All in all I like Bitbucket (although I have to admit on most aspects they seem to fall behind GitHub), but not so much using Mercurial – for all sorts of reasons it felt quirky and less polished than Git, which honestly I have much more experience with.

So following Bitbucket’s big announcement on Git support, I’ve decided to migrate my repositories from Hg to Git, while keeping them on Bitbucket and maintaining repository history. I’m happy to say it was relatively a piece of cake to successfully achieve. Here is what I did:

Step 1: Set up your repositories

First, I renamed my old Hg repository through Mercurial’s web interface, to something like “MyProject” to “MyProject Hg”. This changes the repository URL, but since I wasn’t planning on using it anymore that doesn’t really matters – plus you can always rename back if things go bad.

Then, I created a new Git repository with the name of the previous repository, e.g. “MyProject”. Again, that can be easily done from Bitbucket’s Web interface.

Step 2: Install the Mercurial hggit plugin

The hggit plugin allows your Mercurial command line tool hg to talk to git repositories – that is push and pull from Git. Installing it is easy, as it is probably available from your package manager. On Mac, if you use Macports, you can run:

  $ sudo port install py26-hggit

While on Ubuntu, run:

  $ sudo aptitude install mercurial-git

Then, make sure to load the plugin by adding the following lines to your ~/.hgrc file:

  [extensions]
  hggit=

Congratulations: Your hg command now speaks Git!

Step 3: Push your code into your Git repository

To push your code into your new Git repository, you basically need to run two commands:

First, create a Mercurial bookmark that references master to your default branch. This will help Git create the right refs later on:

  $ cd ~/myproject-hg-repo/
  $ hg bookmark -r default master

Next, simply push your code into the newly created Git repository:

  $ hg push git+ssh://git@bitbucket.org:shaharevron/myproject.git

Of course, make sure to change the repository URL to the URL of your new Git repository. To make sure hg understands you’re referring to a Git repository, if using SSH add the git+ssh:// prefix to the URL. This should push your entire repository to the new Git repository, and within a few seconds up to a few minutes (depending on how big your repository is), you should be able to see all your old commits in the new Git repo.

Step 4: Switch your local repository to use Git

Now that your new Git repo is up at Bitbucket, you’ll need to switch to using Git locally. There are two paths you can take here: the safe one, is to simply git clone your code to a new working directory and work from there. It’s safe, and will work well. However, if you’re a cowboy like me, and are too lazy to create a new IDE project on a different directory, you can in fact simply switch to working with Git on the same directory (but I still seriously recommend you ensure Bitbucket really does have your code as backup…).

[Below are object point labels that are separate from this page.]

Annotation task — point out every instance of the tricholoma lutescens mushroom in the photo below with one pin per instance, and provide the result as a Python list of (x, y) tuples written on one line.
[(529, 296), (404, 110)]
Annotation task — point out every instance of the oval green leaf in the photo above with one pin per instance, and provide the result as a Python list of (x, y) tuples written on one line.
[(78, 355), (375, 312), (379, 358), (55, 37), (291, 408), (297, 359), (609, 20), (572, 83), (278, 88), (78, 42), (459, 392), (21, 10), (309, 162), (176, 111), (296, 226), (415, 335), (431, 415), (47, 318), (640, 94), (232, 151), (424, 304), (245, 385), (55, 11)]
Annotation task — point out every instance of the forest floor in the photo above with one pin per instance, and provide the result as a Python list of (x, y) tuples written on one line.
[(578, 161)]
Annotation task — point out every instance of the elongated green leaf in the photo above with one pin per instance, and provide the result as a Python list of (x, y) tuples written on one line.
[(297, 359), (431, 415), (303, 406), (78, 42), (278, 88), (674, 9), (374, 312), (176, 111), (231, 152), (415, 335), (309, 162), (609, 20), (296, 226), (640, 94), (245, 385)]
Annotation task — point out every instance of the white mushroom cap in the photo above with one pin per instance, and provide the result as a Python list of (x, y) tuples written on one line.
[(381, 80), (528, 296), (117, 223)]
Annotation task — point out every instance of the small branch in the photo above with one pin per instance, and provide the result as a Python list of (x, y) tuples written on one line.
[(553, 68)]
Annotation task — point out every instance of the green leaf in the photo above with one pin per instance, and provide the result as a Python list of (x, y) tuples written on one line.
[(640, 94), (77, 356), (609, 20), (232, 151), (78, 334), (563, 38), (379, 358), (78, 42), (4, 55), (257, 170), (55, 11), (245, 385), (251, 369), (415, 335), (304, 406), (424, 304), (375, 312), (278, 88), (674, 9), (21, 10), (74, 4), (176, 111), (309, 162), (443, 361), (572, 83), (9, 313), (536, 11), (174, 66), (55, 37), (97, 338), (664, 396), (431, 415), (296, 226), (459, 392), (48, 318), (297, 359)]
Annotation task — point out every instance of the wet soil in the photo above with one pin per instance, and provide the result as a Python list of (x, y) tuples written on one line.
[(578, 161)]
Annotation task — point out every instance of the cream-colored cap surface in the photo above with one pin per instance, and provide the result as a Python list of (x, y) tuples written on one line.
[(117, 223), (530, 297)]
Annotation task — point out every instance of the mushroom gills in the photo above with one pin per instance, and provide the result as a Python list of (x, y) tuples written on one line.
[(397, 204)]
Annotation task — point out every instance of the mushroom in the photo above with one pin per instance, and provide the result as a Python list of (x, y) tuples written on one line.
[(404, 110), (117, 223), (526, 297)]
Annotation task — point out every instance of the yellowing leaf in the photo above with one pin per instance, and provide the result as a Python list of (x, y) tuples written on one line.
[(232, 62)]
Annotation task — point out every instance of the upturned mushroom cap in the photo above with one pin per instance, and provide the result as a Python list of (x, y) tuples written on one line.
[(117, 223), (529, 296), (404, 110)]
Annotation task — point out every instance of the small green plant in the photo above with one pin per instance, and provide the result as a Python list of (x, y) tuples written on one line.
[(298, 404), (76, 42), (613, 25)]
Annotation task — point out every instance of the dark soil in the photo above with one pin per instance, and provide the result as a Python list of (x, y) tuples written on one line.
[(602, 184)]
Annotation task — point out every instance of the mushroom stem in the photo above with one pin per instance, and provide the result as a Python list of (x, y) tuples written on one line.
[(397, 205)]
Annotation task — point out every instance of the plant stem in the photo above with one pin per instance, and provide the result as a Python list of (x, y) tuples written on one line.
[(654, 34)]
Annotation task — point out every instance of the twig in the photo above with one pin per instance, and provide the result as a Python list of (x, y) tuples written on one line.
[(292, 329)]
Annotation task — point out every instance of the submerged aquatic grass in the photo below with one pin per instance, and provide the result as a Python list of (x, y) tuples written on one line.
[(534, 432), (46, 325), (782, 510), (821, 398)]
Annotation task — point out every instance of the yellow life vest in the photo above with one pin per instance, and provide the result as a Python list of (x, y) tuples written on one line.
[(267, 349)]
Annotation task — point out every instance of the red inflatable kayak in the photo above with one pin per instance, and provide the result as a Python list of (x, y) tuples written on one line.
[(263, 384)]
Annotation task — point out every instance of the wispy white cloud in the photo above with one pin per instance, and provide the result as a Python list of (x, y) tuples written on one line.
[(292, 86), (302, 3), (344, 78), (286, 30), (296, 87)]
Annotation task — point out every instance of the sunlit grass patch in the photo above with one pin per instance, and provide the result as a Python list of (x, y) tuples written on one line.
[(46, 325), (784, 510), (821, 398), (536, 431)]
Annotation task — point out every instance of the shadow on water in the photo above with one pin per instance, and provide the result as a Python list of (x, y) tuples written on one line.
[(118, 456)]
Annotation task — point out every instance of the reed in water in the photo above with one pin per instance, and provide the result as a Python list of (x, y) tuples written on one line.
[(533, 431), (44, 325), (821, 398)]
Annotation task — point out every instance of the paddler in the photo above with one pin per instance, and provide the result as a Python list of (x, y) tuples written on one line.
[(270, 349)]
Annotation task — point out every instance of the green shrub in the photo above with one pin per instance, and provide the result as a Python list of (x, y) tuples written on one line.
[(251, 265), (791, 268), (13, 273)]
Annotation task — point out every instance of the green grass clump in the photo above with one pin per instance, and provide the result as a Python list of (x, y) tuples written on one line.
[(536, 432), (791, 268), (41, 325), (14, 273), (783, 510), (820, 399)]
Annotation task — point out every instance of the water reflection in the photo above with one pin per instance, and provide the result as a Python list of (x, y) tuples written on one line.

Here is how to do it. From the local repository directory, run:

  $ git init
  $ git remote add origin git@bitbucket.org:shaharevron/myproject.git
  $ git pull origin master
  $ git reset --hard HEAD

Again, replace the repository URL with your own. This will “merge” everything in your Git repo into the local working directory. You will need to create a new .gitignore file if needed – and can now simply delete the .hg directory, as it is no longer needed. You can now happily use Git with your Bitbucket code.

While there shouldn’t be any problems, I also recommend keeping your old Hg repository around on Bitbucket for a few days, just to make sure nothing blows up – and delete it from Bitbucket’s web interface once you’re sure everything works well.